What are the biggest home layout trends in 2026?
The biggest home layout trends in 2026 include larger multifunctional kitchens, wellness bathrooms with wet rooms, stronger indoor-outdoor connections, dedicated home offices, flex rooms designed for multiple functions, multi-generational layouts and ADUs, and aging-in-place design. These trends reflect changing lifestyles, remote work, and the growing need for flexible living spaces that adapt across life stages.
Why are home layouts changing?
Home layouts are evolving because lifestyles have changed. Remote work, aging populations, wellness-focused living, and multi-generational households have shifted priorities from formal spaces toward flexible, functional rooms that adapt to everyday life.
Should I redesign my floor plan before starting a renovation?
Yes. Exploring different layout options before construction helps identify circulation issues, improve room functionality, and reduce costly design changes during the renovation process.
Is an open floor plan still popular?
Yes, but homeowners increasingly prefer flexible open layouts that include defined zones for cooking, dining, working, and relaxing rather than one large undivided space.

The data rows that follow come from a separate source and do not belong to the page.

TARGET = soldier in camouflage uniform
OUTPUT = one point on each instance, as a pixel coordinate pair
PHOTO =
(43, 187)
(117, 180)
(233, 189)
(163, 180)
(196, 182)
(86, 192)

What should you consider before changing a home's layout?
Before making layout changes, consider structural walls, natural light, traffic flow, accessibility, storage, and how the space may need to adapt in the future.
Can AI help redesign a home layout?
Yes. AI home design tools can generate floor plan variations, test room configurations, and help homeowners visualize renovation ideas before committing to construction.
Can I compare multiple layouts before hiring a contractor?
Yes. Planning tools allow homeowners to test different floor plan configurations before construction begins, making it easier to compare options and identify potential issues early.